Un débutant pourra être effrayé par la taille imposante des modules churchill, double-corona et especiales, et penser qu'ils doivent être difficiles à fumer. En fait, il n'en est rien, bien au contraire. Ces cigares ont un tirage aisé grâce à leur diamètre important de 18,65 à 20,6 mm. Il en est de même pour les formats courts à forte section comme le robusto et l'obus (? de 19,05 à 20,64 mm). Leur intérieur ou tripe est plutôt lâche, ce qui facilite la ventilation et entraîne une combustion lente. Les grands modules par leur disposition à exprimer puissance et arômes sont, en ce qui concerne les Cubains, des vitoles à réserver aux connaisseurs.
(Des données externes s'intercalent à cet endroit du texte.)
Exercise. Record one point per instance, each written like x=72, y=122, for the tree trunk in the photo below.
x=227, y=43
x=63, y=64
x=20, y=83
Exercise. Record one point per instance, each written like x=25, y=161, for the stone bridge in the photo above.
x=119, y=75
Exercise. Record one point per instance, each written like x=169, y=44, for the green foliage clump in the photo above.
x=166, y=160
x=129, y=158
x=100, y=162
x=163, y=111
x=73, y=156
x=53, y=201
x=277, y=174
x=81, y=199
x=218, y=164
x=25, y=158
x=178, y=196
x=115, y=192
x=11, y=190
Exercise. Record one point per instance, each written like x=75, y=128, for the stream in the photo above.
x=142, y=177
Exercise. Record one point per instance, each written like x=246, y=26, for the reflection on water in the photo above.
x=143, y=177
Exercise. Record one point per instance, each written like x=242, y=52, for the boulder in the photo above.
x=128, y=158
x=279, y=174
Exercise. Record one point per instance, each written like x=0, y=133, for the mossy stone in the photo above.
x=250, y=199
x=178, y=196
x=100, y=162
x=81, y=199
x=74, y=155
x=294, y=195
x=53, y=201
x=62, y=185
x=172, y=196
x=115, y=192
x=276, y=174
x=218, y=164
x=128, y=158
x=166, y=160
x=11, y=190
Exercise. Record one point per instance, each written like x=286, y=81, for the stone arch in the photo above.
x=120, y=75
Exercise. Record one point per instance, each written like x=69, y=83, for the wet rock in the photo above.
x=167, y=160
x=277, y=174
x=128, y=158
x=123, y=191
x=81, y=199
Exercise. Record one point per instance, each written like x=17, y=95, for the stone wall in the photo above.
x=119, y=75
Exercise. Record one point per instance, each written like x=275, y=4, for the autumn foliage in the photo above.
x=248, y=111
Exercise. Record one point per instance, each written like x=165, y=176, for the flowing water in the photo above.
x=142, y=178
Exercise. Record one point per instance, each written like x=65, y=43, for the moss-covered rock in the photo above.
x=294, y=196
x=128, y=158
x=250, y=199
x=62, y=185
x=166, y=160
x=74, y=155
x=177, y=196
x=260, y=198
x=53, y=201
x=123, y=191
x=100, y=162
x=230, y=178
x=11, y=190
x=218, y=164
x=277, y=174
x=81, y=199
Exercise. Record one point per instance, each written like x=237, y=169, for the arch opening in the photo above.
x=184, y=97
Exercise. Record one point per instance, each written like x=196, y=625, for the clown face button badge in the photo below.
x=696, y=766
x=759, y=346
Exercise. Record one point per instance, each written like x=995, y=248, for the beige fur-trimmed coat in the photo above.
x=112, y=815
Une fois votre choix fait, vous devez faire certaines constatations. La cape ne doit pas être abîmée, ce qui pourrait se traduire par des fuites perturbant la combustion. Pour les pièces vendues à l'unité, le débitant devra faire devant vous le test de souplesse en pressant entre ses doigts le corps de chaque cigare, sans qu'aucun craquement ne se fasse entendre, garantissant ainsi une bonne humidification. Si vous achetez une boîte, faites-la ouvrir pour vérifier si la qualité de finition et la couleur des capes vous conviennent. Cela est considéré comme une pratique incontournable qu'un débitant scrupuleux exécutera sans que vous ayez besoin d'en faire la demande. Dans le cas où la qualité des cigares est trop éloignée de ce que l'on peut raisonnablement en attendre, il se peut que vous soyez en présence de contrefaçons de havanes, qui concernent principalement les Robustos et Lanceros de Cohiba, les Churchills et Doubles Coronas de Punch et Hoyo de Monterrey, et les Lusitanias de Partagas. Ces faux havanes sont de qualité médiocre sans rapport avec leurs modèles. Vous les refuserez catégoriquement, car en plus de risquer une déconvenue, vous vous exposez, en les achetant, à des poursuites pénales. Vérifiez donc, les sceaux d'authenticité apposés sur la boîte : le label d'origine de couleur verte ressemblant à un dollar portant la mention "Republica de Cuba", collée sur la tranche et l'étiquette Habanos barrant le coin supérieur droit. Un tampon "Hecho en Cuba" doit apparaître sur le fond du coffret. Ces contrefaçons sont surtout présentes dans les rues de La Havane et en République dominicaine dans certains magasins. Dans notre pays, les probabilités d'en rencontrer sont plus rares, surtout si la civette où vous rendez est réputée.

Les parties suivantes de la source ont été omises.